I know Im gonna get a ear full from some women around here but hey, its all in good fun.

http://www.kontraband.com/show/show...&DISPLAYORDER=20040816095444&CAT=movies&NSFW=


----------



## DeLamar.J (Sep 24, 2004)

And here is one for the ladies!!

http://www.kontraband.com/show/show...SPLAYORDER=20030605000026&CAT=movies&NSFW=yes

 :xtrmshock  :waah:


----------



## KenpoTex (Sep 25, 2004)

#1...Sounds good to me  :ultracool  (*crawls under desk to hide*)

#2...OUCH!!!


----------



## AaronLucia (Sep 25, 2004)

The second film's girl must have not gone to wife school!


----------



## mj-hi-yah (Sep 25, 2004)

DeLamar.J said:
			
		

> And here is one for the ladies!!


Yeah ok I'll polish your bowling balls alright!   I'm afraid I study Kenpo....one groin strike just won't cut it here! :boxing: :btg: :btg: :btg: :btg: :btg: :btg: :btg: :btg: There, that's _much better_ LOL now be on your way!


----------



## Feisty Mouse (Sep 25, 2004)

"Polish your pepperoni"?!?!?

:erg: :lol: 

The clip proving again that some men cannot distinguish between their wives and their mothers.

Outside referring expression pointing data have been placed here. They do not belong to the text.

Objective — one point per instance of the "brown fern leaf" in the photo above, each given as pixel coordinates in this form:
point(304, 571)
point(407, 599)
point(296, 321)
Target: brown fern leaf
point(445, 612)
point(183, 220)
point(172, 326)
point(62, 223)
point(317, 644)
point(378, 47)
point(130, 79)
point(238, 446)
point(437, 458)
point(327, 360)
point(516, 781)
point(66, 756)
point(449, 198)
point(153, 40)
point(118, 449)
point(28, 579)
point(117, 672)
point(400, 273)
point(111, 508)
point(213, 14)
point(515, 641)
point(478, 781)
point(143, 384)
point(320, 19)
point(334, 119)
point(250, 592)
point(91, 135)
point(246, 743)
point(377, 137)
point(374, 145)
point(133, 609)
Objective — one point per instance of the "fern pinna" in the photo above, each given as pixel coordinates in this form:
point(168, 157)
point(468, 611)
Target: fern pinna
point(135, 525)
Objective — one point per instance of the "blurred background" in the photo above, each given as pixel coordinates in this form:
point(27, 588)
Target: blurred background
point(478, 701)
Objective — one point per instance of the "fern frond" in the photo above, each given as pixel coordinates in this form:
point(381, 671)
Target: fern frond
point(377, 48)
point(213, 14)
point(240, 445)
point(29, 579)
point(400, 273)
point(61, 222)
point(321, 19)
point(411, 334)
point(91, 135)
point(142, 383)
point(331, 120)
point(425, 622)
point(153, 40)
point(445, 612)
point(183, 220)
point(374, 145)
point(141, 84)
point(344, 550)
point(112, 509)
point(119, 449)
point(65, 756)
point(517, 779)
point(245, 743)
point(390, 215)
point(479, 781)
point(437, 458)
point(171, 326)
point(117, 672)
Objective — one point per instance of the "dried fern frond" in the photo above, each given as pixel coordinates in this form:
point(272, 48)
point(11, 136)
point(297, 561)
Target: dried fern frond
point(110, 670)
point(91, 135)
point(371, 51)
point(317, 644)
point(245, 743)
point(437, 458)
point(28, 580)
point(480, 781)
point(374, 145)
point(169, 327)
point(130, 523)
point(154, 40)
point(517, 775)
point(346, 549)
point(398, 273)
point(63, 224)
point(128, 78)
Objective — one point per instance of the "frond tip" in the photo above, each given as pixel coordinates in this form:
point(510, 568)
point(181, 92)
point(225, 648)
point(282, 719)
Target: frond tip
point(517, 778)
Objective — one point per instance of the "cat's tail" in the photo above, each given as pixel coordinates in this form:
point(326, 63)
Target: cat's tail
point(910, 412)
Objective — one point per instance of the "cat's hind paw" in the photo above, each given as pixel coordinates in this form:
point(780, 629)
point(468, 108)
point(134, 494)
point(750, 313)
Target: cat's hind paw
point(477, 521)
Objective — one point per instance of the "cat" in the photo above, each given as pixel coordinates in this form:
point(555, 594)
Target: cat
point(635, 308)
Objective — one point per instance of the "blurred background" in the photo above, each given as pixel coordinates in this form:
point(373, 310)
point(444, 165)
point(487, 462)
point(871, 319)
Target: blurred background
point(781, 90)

And in the second one - he was so clearly wearing a cup.  Pshaw.


----------



## shesulsa (Sep 25, 2004)

Well, I don't know if I'd mind not getting my period anymore, but I'd probaby cut the other classes.

 As for the BTG - NOT HARD ENOUGH! - HE'S STILL BREATHING!!!


----------



## MA-Caver (Sep 25, 2004)

I dunno if I'd stand there with my hands behind my back and just LET the gal kick me... my training wouldn't allow it... HELL, my sense of self-preservation wouldn't allow it!


----------